Companies that are affected by the legislation included businesses with over $3 million in turnover, smaller firms that handle sensitive information and most government agencies.
The concept of a mandatory data reporting scheme first emerged in 2008 when the Australian Law Reform Commission reviewed Australia’s privacy laws and recommended its introduction.
In 2013 such a scheme was recommended by the Parliamentary Joint Committee on Intelligence and Security, and then again was recommended in February 2015 by the committee in response to the inquiry into the data retention bill.
At the time the government committed to implement mandatory data breach notification rules by December 2015, but this was pushed back when the first draft only became available for public consultation by that date.
Cyber security advisor Rachel Falk told The Australian Financial Review last month that she supported the legislation because it was important for organisations to be transparent about customer data, but that it was important that people did not become “over-sensitised” to breaches.

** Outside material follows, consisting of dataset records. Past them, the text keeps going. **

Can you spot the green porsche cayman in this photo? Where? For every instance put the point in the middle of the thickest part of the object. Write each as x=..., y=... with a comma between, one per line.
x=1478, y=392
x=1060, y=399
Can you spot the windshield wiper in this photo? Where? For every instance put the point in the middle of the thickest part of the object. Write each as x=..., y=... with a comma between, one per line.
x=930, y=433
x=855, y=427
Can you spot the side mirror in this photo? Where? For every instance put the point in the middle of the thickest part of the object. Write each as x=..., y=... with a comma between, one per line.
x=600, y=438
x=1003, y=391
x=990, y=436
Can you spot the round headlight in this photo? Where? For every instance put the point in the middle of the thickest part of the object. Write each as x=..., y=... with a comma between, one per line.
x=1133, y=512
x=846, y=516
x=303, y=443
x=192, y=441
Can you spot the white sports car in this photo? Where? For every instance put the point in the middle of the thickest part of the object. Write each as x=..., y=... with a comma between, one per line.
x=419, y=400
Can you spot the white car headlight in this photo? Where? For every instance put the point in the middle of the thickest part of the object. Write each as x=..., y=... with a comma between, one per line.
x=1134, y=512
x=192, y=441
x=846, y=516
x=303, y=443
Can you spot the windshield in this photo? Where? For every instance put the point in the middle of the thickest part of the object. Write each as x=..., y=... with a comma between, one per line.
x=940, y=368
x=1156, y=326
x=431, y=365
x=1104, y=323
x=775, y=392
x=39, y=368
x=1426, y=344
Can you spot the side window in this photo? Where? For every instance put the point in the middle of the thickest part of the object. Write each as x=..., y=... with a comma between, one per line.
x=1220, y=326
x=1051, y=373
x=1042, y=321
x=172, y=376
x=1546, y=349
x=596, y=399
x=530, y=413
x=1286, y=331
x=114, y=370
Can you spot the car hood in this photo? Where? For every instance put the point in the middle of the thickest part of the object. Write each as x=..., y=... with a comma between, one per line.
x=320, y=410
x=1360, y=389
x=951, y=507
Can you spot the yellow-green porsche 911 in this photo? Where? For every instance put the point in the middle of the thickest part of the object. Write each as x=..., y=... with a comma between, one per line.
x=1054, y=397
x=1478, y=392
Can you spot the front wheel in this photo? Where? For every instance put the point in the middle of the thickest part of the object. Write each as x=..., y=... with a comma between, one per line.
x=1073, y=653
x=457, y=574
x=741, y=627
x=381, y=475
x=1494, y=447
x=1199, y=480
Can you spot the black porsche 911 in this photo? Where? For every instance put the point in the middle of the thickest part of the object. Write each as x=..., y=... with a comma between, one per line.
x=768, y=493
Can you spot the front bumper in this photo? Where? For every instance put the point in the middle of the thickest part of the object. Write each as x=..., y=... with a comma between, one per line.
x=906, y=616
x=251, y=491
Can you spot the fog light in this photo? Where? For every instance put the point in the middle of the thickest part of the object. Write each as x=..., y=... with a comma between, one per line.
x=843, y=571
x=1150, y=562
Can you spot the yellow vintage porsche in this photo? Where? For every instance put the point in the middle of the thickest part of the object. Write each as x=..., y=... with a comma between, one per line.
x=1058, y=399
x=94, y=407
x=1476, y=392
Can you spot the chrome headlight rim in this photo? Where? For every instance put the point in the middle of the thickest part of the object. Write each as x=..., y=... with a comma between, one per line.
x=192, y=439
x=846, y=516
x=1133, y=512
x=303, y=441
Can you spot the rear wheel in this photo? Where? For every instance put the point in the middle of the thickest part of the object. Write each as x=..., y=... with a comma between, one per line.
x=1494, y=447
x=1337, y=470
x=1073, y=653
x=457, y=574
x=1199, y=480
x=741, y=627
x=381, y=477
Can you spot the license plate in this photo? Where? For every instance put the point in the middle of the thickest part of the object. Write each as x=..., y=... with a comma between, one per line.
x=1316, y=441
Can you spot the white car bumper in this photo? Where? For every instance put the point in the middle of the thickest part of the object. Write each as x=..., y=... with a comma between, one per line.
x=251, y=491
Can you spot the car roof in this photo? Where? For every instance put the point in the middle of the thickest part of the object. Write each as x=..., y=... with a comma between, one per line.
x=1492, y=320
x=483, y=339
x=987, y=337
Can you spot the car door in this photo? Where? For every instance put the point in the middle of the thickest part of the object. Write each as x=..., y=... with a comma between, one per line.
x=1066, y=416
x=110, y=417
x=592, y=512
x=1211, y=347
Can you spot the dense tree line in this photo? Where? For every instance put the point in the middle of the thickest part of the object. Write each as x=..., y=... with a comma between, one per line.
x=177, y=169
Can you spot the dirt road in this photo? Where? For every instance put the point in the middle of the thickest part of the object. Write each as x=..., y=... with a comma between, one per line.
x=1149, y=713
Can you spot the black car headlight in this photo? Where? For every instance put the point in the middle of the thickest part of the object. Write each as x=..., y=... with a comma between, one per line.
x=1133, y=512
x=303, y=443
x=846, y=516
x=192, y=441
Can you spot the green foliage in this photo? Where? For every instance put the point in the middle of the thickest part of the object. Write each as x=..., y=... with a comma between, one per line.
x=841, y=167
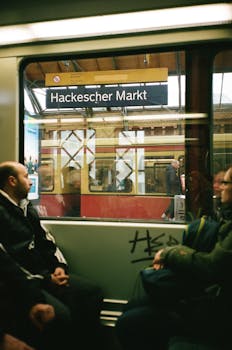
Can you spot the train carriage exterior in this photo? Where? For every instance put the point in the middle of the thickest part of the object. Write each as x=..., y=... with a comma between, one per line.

“It’s important that mandatory data breach notification serves a purposes… but it’s not about scaring the horses, it needs to be measured disclosure,” she said.
“All of us as consumers should always be concerned about how our valuable data is being used.”
Last year the Australian Industry Group said in response to the draft legislation that it could not understand why a scheme was needed at all.
“Ai Group understands the reasons why the bill has been drafted but we are not convinced of the need for the bill,” it said
The business group argued that there were already privacy laws in place and that the legislative requirements could pose “an unreasonable compliance burden on businesses”.
The Association of Data-driven Marketing and Advertising also came out against the bill, saying there was no evidence for its need and that voluntary breach notification guidelines had been effective.
It also said that the bill had the potential to cause “notification fatigue”.